The jailed Muslim cleric Abu Hamza met an al-Qaeda terrorist in Colindale, the Old Bailey heard this week.

Hamza is said to have met American Mohammed Junaid Babar, an al-Qaeda operative-turned-informant, at a friend's house in Colindale in 2003, while he was in the UK to plot an attack.

The revelation came during the trial of seven men, all British citizens, who are suspected of planning to set off a bomb, with targets including Kent's Bluewater shopping centre and a London night club.

Babar admitted his role in the bomb conspiracy in August 2004, and pleaded guilty to several terrorist offences in New York.

He told the court last week that he took some of the alleged plotters to a training camp in Malakand, Pakistan, and that he was influenced by the teachings of Hamza.

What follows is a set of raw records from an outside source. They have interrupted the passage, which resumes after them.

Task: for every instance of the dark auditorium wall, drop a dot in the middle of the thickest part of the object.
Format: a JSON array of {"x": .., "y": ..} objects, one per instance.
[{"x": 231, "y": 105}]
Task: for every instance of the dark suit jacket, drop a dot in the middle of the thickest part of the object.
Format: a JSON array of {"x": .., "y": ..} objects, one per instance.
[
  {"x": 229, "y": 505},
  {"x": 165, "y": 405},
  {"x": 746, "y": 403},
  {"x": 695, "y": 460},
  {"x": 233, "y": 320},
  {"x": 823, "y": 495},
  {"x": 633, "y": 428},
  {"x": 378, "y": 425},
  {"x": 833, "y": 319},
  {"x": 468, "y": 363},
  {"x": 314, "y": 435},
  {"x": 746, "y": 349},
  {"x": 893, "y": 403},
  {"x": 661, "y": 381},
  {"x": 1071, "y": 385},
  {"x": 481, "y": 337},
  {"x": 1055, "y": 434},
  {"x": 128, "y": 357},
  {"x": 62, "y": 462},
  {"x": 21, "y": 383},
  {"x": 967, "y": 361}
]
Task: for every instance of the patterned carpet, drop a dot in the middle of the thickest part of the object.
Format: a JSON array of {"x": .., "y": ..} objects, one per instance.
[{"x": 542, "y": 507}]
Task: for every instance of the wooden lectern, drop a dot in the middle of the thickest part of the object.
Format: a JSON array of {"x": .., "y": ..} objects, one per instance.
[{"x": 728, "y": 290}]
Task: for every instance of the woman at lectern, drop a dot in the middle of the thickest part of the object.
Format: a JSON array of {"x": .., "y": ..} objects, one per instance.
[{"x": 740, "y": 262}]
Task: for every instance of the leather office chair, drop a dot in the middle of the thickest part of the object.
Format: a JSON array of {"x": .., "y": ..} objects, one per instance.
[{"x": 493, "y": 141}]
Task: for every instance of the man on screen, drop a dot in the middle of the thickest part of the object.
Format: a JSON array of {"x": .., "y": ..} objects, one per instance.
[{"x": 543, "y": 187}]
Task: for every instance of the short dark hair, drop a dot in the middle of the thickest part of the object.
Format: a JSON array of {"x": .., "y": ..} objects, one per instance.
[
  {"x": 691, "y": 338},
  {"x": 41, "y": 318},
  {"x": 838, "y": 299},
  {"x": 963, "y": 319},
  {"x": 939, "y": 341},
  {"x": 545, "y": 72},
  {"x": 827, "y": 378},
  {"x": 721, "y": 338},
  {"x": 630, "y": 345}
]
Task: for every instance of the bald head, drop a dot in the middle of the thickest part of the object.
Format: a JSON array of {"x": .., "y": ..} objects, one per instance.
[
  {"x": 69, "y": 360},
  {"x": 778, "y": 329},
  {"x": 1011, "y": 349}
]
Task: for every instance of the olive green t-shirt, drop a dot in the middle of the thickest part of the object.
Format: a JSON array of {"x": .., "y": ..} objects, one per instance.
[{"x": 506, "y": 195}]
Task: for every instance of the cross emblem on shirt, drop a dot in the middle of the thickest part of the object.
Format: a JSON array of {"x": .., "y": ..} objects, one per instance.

Hamza was jailed for seven years in February after being found guilty of inciting murder and race hate, and holding a document useful to terrorists.

One of the defendants in the current trial, Algerian-born Anthony Garcia, 24, of Ilford, Essex, whose code name was John Lewis', regularly stayed at his girlfriend's home in Turnstone Close, Colindale, which was raided in April 2004, on the morning police arrested all of the defendants. Police have refused to discuss whether the flat was where Hamza's meeting took place.

The prosecution said camping equipment, destined for Afghanistan, was found at the property, along with a letter from Mr Garcia to his brother in which he allegedly said goodbye.

Mr Garcia, along with defendants Nabeel Hussain, 20, of Horley, Surrey, and Waheed Mahmood, 34, of Crawley, West Sussex, denies possessing 600kg of ammonium nitrate fertiliser for the purposes of terrorism between November 11, 2003, and March 31 2004. It is claimed that Mr Garcia booked a storage unit in Hanwell, west London, to store the chemical fertiliser before turning it into a bomb.

All seven men deny conspiracy to cause an explosion likely to endanger life or injure property between January 1, 2003, and March 31, 2004. The trial continues.